Renee Kinder
Renee Kinder

Short-term rehabilitation programs are designed to promote and ease individuals’ return to home environments and assist with re-entry into the community within a relatively short period of time. Individualized treatment plans for short-term care may be established for a variety of medical conditions from joint replacement surgeries to cerebrovascular accidents.

In order to promote patients’ return to community following a course of rehabilitation services, there must be active collaboration and education of all interdisciplinary team members. This includes the resident and caregivers and should begin at the start of care and continue thru the end of care. This is to allow for a fluid transition to least restrictive environment. Ideally, this is a setting in which the individual resided prior to functional declines which necessitated skilled care.

Promoting return to prior living environment requires that therapists obtain upon initial evaluation vital information regarding the individual’s desired discharge location, prior functional abilities for higher level cognitive/physical tasks and instrumental activities of daily living, and then compare these to baseline/current levels of function. 

For example, let’s look at a resident admitted for short-term care following a cerebrovascular accident. This changed her ability to comprehend written text. Prior to the CVA, she was an active volunteer at the local community center, tutoring children in after-school programs. She would need a plan which included increased ability to comprehend written language. 

In another example, a patient admitted for short-term care following knee replacement surgery — who lives in a split level home with laundry on the lower level — will need a plan that specifically addresses the ability to climb stairs while carrying objects.

Establishing a checklist as part of treatment planning can provide a guide to clinicians and a sense of motivation to patients. In addition, creating an established list of needs can promote more effective planning for the home assessment, during which abilities are evaluated within the patient’s preferred discharge environment.

To begin, in order to perform higher level instrumental activities of daily living in a home environment cognitive and physical abilities must work in harmony to achieve the following: 


  • Medication management including fine motor skills for administration and executive function abilities for recall
  • Organization and planning of med schedule
  • Management of finances and follow-up appointments including bill pay
  • Ability to create and keep a schedule/calendar use
  • Meal preparation including selection of proper therapeutic diet and safest texture and viscosity
  • Housework, including laundry and cleaning, which may including lifting and carrying objects
  • Safety awareness within tasks including awareness of limitations
  • Need for energy conservation for individuals with compromised respiratory systems or reduced muscle endurance
  • Ability to use phone during emergencies
  • Proper gait pattern for negotiating obstacles, curbs, uneven surfaces and climbing stairs
  • Upper extremity range of motion when reaching upward to retrieve items from cabinets or downwards to pick up items from the floor
  • Upper extremity strength and overall balance for opening doors
  • Transfer skills to and from a car
  • Transfer to home bathing shower and/or tub set-up.

Secondly, in order to prevent functional declines therapists must review use of all adaptive equipment to be used in discharge environment. When appropriate, they should create a home exercise program to maintain strides achieved during skilled rehab care. 

Methods to ensure understanding of completion by the patient should take into account layout of HEP, patient’s visual acuity for written tasks and memory abilities to recall specifics related to use of adaptive equipment and exercises. Clinicians may consider use of pictures or videos completing exercise tasks or using adaptive equipment in order to promote understanding.

Finally, the rehabilitation team needs to work in conjunction with facility discharge planners and family. The resident should be evaluated to determine continued need for home health or outpatient services upon transition back home. 
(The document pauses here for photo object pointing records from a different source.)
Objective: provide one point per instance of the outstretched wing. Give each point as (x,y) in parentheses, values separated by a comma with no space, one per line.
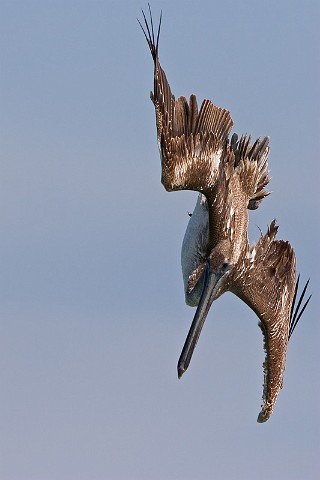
(191,143)
(268,286)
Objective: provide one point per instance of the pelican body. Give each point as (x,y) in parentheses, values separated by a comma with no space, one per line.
(230,176)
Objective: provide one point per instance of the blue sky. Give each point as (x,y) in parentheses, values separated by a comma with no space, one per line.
(91,299)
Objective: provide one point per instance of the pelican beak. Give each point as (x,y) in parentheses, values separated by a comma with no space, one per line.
(209,294)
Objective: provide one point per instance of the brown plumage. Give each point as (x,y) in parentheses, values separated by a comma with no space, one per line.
(231,176)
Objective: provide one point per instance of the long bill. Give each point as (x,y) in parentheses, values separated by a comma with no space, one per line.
(208,295)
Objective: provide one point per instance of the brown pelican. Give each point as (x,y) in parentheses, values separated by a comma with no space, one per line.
(216,256)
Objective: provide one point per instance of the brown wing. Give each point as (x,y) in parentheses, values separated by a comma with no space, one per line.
(191,143)
(268,287)
(255,154)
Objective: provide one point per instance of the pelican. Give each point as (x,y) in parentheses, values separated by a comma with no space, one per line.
(230,176)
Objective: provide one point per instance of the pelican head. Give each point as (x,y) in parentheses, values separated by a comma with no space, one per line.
(212,283)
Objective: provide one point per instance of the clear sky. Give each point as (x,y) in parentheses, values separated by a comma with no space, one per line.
(92,313)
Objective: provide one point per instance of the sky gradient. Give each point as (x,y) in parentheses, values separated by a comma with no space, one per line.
(92,311)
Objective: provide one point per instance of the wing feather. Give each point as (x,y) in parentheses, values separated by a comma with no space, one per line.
(191,144)
(268,287)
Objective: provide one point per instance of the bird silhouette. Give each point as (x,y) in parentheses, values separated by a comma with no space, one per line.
(230,176)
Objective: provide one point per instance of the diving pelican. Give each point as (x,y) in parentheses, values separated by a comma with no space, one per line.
(230,176)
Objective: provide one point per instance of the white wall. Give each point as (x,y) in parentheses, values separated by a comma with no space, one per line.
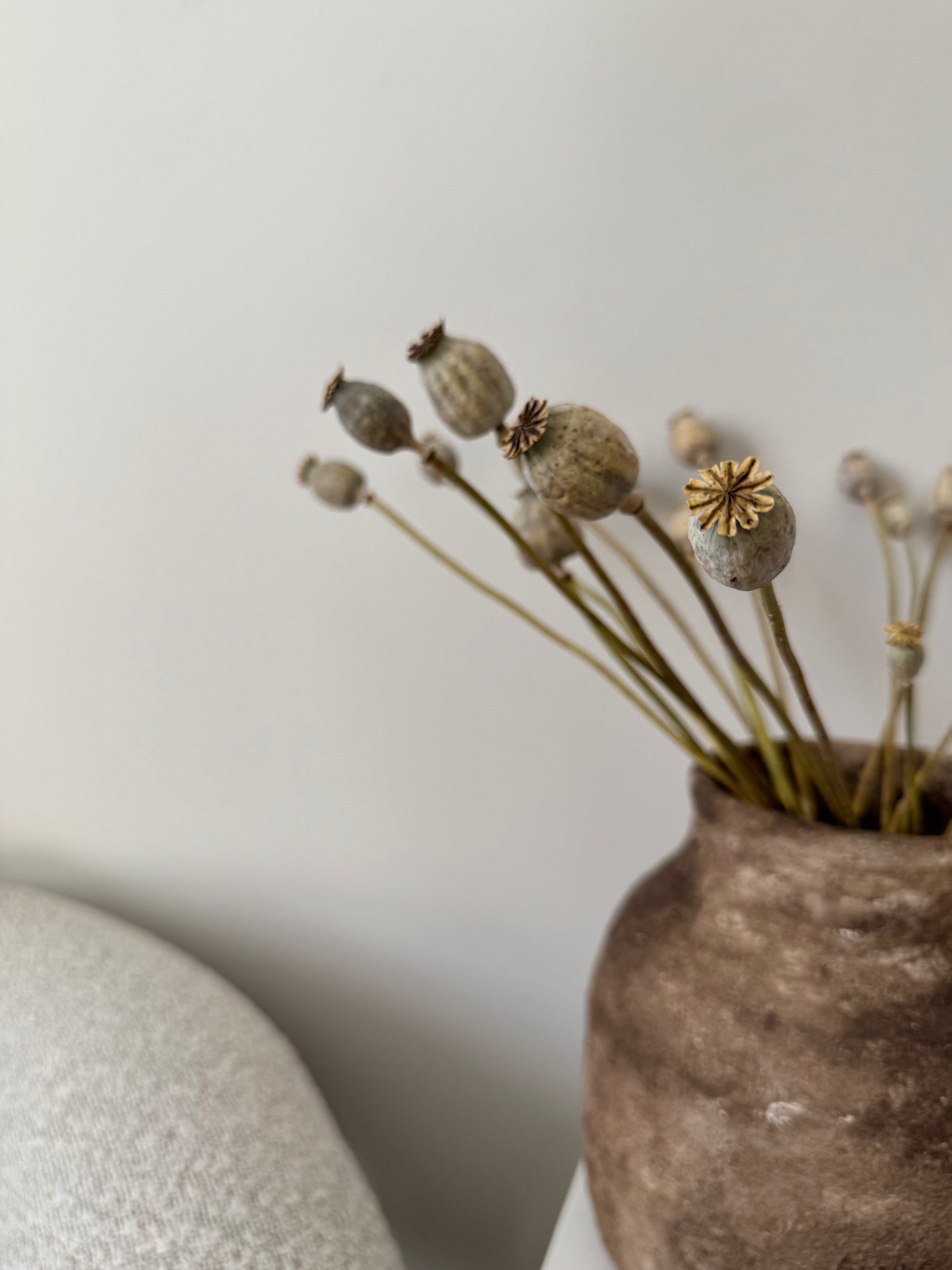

Home assessment, prior to final discharge, should be completed in order to assist with determining these needs. It may include specific breakdowns for functional activities. This may include:

  • Mobility needs for entering and exiting the home including assessment of driveway, walkway, stairs and entry ways
  • Layout and design of bedroom and living area as differs from SNF setting, including ability to transfer to and from bed, chair and couch
  • Ability to make bed and reach into drawers
  • Bed mobility skills in home bed, such as reaching skills for turning off and on light switches and lamps
  • Bathroom assessment including ability to maneuver freely and navigate wheelchair or walker as needed
  • Ability to transfer to and from toilet and tub/shower and ability to reach counter and complete am and pm/reverse ADL self-care routines
  • Kitchen assessment including needs for reaching into cabinets, counter-height and ability to prepare items
  • Entry way into kitchen and size of area needed for wheelchair and walker use
  • Reaching abilities into refrigerator, microwave and stove
  • Safety awareness during meal preparation. 

Following completion of assessment, therapists will be able to make clinical determinations on the individuals’ ability to move about the home freely and adjust or remove any limitations which may impede return to prior functional environment.

Renee Kinder, MS, CCC-SLP RAC-CT, is a clinical specialist at Evergreen Rehabilitation.